卜部は又、桂馬の下で働くようになった。卜部は借金の返済のために土曜、日曜、祝祭日もなく働き、深夜に及ぶこともあった。桂馬は、労働基準法に触れるし身体がもたないからと卜部の残業を制限しようとしたが、卜部の土下座の頼みには抗し得なかった。

 卜部の突然死は明らかに過労死であった。一途な卜部だが、そのうち疲れて無理を止めるだろうと思っていた桂馬には今まで経験したことのない衝撃だった。会社の部下達や、卜部を知っている親会社の人たちは、桂馬が卜部を無理に働かせたと思ったのだろう「卜部は砂内(桂馬の姓)さんが殺したンですよ」と冗談まじりに云った。桂馬には冗談には聞こえなかった。耐えられなかった。卜部は卓抜した職人だった。桂馬はその後の対策に奔走した。親会社の製造部門との折衝は殊に辛かった。桂馬と卜部の前の職場であり卜部を知っている人も多く、卜部のことを面白おかしく話したからだ。
 桂馬は起きてから寝るまで卜部のことが頭から離れなかった。「卜部は役行者のように、空を飛ぶのに邪魔な肉体を脱いだのだきっと」桂馬は卜部流の珍説を思いつき、信じようとしたが無駄だった。次第に他のことを考える力が衰え、どこからか「卜部をころしたな」とささやく声が聞こえた。寡黙になり、心は虚ろになっていった。
 桂馬の変化は温子にも大きな重圧だった。何とかしなくては、温子の思いは日ごとにつのっていった。
「ねえ、白樺湖、行かない?行きましょうよ!学生の頃徹子達と行ったの。いいところよ!ロマンチックな湖よ!湖の上のほうに車山って丸ァるい山があってね、眺めがすばらしいの!そのまた残照がすばらしいの!まるで極楽浄土よ!」「極楽浄土に行ったことあるのか?」温子は頬をふくらましてみせて「もう!まじめに聞いてよ!」温子は熱心に誘った。「まあそのうちにね」はぐらかすように立ち上がりながら答えた。

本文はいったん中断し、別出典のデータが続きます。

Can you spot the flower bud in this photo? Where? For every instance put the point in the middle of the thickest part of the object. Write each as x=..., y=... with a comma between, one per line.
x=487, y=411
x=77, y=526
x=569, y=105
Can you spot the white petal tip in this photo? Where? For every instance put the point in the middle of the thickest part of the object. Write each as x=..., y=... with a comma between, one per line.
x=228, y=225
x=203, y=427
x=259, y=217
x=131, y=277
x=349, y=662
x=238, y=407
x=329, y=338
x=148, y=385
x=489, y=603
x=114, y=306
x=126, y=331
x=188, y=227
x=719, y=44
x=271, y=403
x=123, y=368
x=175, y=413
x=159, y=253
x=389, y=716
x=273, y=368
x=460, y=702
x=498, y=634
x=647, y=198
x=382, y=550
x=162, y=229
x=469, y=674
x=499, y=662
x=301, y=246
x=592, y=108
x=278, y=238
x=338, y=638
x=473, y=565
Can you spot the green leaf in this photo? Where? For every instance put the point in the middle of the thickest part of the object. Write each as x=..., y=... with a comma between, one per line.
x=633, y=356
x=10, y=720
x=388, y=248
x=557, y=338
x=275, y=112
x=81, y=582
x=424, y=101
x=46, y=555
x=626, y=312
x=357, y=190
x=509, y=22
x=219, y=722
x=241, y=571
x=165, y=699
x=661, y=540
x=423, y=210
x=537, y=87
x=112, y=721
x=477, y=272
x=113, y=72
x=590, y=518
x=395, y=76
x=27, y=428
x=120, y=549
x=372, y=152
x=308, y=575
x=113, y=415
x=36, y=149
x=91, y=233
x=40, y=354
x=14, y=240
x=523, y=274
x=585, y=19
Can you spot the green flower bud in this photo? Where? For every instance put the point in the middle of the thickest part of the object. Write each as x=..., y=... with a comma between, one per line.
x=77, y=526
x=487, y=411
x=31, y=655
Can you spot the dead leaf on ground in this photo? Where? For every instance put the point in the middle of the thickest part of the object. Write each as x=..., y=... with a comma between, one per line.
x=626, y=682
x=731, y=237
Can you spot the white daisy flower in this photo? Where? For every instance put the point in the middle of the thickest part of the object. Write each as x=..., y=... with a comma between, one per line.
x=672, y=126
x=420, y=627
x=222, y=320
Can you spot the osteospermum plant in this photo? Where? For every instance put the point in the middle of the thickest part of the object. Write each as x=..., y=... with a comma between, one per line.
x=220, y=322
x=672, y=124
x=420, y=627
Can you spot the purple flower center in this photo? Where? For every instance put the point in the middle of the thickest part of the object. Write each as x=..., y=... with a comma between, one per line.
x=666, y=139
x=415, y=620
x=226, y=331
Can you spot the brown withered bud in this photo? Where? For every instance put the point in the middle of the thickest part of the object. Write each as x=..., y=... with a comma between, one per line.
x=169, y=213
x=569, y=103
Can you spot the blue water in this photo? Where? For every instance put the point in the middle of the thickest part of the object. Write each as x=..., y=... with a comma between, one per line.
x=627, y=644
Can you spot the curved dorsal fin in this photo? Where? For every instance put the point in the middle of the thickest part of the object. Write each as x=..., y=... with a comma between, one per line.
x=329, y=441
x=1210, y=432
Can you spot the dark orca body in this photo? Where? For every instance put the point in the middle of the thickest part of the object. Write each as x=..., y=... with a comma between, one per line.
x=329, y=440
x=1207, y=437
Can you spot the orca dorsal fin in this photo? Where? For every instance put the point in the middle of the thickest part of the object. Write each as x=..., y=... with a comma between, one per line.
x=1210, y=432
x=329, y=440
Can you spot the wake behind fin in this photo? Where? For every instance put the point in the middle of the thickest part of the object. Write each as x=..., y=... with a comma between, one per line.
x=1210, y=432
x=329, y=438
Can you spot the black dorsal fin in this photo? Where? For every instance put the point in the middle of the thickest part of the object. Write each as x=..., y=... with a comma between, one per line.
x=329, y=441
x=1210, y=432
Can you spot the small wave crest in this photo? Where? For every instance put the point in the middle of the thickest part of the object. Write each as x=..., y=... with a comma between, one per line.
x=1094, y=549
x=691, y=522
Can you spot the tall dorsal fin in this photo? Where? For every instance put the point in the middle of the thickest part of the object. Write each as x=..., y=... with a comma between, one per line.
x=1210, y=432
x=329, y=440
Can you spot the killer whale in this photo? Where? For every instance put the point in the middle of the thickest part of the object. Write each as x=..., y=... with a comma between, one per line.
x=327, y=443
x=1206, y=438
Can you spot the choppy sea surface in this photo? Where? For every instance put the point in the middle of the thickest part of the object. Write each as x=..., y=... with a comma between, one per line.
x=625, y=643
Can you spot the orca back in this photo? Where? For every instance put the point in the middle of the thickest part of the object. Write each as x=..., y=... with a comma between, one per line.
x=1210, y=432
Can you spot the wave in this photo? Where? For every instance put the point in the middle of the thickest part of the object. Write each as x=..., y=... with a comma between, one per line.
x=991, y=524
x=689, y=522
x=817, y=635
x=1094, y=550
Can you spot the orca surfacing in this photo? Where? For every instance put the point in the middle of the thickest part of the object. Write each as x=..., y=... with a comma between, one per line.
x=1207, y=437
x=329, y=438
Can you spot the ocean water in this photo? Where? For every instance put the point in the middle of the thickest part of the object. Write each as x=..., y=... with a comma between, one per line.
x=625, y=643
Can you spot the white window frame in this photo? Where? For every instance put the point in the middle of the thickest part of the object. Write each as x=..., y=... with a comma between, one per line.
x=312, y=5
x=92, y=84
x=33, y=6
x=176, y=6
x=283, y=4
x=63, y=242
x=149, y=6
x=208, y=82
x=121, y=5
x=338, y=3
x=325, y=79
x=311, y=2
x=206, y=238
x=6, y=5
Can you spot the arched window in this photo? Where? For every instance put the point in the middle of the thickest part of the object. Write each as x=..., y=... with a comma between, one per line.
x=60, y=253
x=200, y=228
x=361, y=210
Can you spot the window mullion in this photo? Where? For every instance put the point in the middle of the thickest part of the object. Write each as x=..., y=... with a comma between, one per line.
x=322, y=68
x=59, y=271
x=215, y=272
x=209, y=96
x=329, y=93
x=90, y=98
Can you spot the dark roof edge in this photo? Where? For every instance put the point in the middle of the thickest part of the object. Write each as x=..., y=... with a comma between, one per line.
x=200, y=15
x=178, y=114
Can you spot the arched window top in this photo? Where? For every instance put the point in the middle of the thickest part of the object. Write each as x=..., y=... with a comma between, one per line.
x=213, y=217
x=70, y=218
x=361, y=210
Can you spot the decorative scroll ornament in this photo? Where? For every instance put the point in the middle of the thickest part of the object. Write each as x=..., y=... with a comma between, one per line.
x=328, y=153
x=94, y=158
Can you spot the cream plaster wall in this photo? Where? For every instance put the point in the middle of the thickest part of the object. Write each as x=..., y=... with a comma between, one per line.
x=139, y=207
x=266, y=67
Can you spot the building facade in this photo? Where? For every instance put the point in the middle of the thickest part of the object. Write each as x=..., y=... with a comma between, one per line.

温子が桂馬をもとの桂馬にしようと必死に策を考えていることはわかっていたが今の桂馬はその気になれなかった。
 温子は折に触れ誘った。さすがに桂馬も温子の気持ちを踏みにじるような自分が情けなく「いいよ行こう」と答えた。温子は「バンザーイ」と叫んで両手を上げ三回とびあがった。